Und von was? Von Bier, das jedes Jahr teurer, aber kein Stück besser oder voller wird. 10,80€ bis 11,80€ die Maß. Langsam gleicht sich der Bierpreis den Münchner Mieten an. Gleiches bei der Brotzeit. Die Trinker*innen zahlen absurde Summen für Schweinsbraten, Knödel und Co., welche anschließend halbverdaut auf ihrer Lederhosen landen – womit wir wieder beim obigen Punkt wären. Das Teufelsrad lässt grüßen.
124 Ochsen, 29 Kälber und 509.420 Hühner grüßen übrigens niemanden mehr.
124 Ochsen, 29 Kälber und 509.420 Hühner grüßen übrigens niemanden mehr. Die sind für die Wiesn 2019 draufgegangen. Hier nochmal Worte, statt Zahlen, das knallt ja manchmal mehr: Eine halbe Million Hühner sind tot. Wegen einmal Wiesn.
Man kann mit den traurigen Zahlen weiter machen, wenn man will, und ich will. Und spätestens jetzt sollte es für alle erschütternd werden. Die Halbzeit-Bilanz des letzten Oktoberfests: Nach acht Tagen verzeichnete das Polizeipräsidium 25 Sexualdelikte, davon drei Vergewaltigungen. Dunkelziffer unbekannt. Auf der Wiesn gehört sogenanntes andatschn und bussln zum guten Ton. Auch deswegen sollte es endlich mal still werden fürs Oktoberfest.
Seit 2003 gibt es übrigens das Angebot „Sichere Wiesn für Mädchen und Frauen“ der Münchner Vereine Amyna, IMMA und des Frauennotrufs. Im Servicezentrum der Wiesn befindet sich ein Security Point. Dort bekommen Frauen und Mädchen anonym Hilfe von Psychologinnen und Sozialpädagoginnen, können ihr Handy aufladen oder sich kostenlos den Heimweg organisieren lassen.
In der Gegenwart sieht es übrigens nicht rosiger aus, eher schneeweiß.
Nach diesen Informationen muss man auf der offiziellen Webseite des Oktoberfests gezielt oder sehr lange suchen. Das offizielle Plakat für die Wiesn 2022, die „100 schönsten Oktoberfest-Momente“ oder der Shop mit Oktoberfestkrügen sind da einfach wichtiger.

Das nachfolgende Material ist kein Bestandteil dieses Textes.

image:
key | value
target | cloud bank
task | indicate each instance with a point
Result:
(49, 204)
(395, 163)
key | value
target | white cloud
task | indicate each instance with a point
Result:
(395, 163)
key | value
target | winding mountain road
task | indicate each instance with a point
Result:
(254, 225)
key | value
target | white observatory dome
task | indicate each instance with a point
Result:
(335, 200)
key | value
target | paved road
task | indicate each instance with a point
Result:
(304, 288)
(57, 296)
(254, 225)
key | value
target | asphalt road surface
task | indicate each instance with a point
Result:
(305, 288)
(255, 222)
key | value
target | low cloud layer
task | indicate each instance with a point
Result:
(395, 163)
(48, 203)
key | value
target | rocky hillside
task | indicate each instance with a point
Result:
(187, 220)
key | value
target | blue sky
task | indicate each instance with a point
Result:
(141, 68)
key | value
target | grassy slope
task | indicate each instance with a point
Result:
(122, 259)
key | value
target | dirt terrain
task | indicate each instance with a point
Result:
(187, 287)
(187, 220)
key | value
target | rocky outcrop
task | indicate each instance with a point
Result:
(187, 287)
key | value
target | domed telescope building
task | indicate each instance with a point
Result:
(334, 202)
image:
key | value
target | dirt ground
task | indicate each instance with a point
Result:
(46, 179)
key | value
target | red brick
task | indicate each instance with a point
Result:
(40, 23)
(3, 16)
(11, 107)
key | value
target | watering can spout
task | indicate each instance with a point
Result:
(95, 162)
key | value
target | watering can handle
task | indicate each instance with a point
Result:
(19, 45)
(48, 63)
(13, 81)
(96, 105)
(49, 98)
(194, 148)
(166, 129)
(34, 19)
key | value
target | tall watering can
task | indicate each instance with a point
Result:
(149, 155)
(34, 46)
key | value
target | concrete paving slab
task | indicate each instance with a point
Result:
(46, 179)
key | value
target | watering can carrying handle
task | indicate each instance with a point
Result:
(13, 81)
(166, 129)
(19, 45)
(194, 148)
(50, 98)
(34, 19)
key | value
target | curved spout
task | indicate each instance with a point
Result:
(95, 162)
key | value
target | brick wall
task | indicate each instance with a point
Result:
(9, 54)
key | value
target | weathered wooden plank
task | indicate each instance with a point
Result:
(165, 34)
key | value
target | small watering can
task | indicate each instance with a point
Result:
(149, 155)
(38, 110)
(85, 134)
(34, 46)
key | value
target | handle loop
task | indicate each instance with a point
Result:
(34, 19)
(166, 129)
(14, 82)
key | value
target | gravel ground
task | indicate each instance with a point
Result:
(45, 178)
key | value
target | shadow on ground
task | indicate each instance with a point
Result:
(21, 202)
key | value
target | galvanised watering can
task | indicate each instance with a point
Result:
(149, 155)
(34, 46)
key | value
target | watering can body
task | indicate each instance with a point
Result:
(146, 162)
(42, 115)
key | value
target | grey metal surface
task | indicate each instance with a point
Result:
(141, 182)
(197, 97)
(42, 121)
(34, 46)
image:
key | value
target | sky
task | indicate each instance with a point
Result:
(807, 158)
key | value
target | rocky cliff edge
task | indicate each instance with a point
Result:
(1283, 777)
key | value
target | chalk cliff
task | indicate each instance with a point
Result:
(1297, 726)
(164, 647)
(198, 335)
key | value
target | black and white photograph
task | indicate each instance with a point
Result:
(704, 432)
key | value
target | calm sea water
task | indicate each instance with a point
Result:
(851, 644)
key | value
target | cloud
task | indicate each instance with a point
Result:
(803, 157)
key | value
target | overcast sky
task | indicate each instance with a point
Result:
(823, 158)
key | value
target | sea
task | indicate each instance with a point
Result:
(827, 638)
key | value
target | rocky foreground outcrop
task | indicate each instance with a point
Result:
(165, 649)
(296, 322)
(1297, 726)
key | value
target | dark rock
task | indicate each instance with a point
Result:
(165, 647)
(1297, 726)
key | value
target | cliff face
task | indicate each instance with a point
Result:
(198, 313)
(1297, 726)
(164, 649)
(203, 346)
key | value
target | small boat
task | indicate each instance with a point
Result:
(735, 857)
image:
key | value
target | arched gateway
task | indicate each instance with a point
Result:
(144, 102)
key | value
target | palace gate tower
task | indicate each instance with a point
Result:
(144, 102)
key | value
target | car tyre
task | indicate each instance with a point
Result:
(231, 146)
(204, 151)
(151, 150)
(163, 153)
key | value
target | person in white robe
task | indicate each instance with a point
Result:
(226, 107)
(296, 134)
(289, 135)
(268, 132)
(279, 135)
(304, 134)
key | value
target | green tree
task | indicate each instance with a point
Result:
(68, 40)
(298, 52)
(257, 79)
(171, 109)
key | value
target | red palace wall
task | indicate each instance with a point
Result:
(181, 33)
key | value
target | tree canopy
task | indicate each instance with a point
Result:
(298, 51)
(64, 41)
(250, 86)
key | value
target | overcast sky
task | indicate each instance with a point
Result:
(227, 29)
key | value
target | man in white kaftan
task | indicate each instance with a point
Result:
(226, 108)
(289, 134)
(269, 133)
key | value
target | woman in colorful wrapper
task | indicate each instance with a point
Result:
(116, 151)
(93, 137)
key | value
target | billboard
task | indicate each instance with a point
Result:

Apropos Krug. Gewalt gehört auf der Wiesn so sehr dazu, dass „Masskrugschlägereien“ als Kategorie gesondert gezählt werden – 32 mal verprügelten die Gäste sich 2019 mit Bierkrügen. Insgesamt kam es zu 263 Körperverletzungen. Tolle Veranstaltung, vorbildliche bayerische Tradition, danke Stadtverwaltung München.
Zu viel Kriminalität auf allen Ebenen
In der Gegenwart sieht es übrigens nicht rosiger aus, eher schneeweiß. Anfang Februar wurde der Wirt des Schützenfestzelts wegen eines Koksdeals verurteilt. Oans, zwoa, drei - gschnupft! Bayern, des samma mir, Bayern und des bayrische Koks-Bier. Egal, wie schön ich Volkslieder umdichten kann, das Oktoberfest wird immer dichter sein.
Die Wiesn gehört abgeschafft. Zu viel Er- und Zerbrochenes, zu teures Bier, zu viel selbstverständliche Gewalt. Als Münchner Kindl darf ich das qua Geburtsrecht fordern und tue es hiermit ausdrücklich.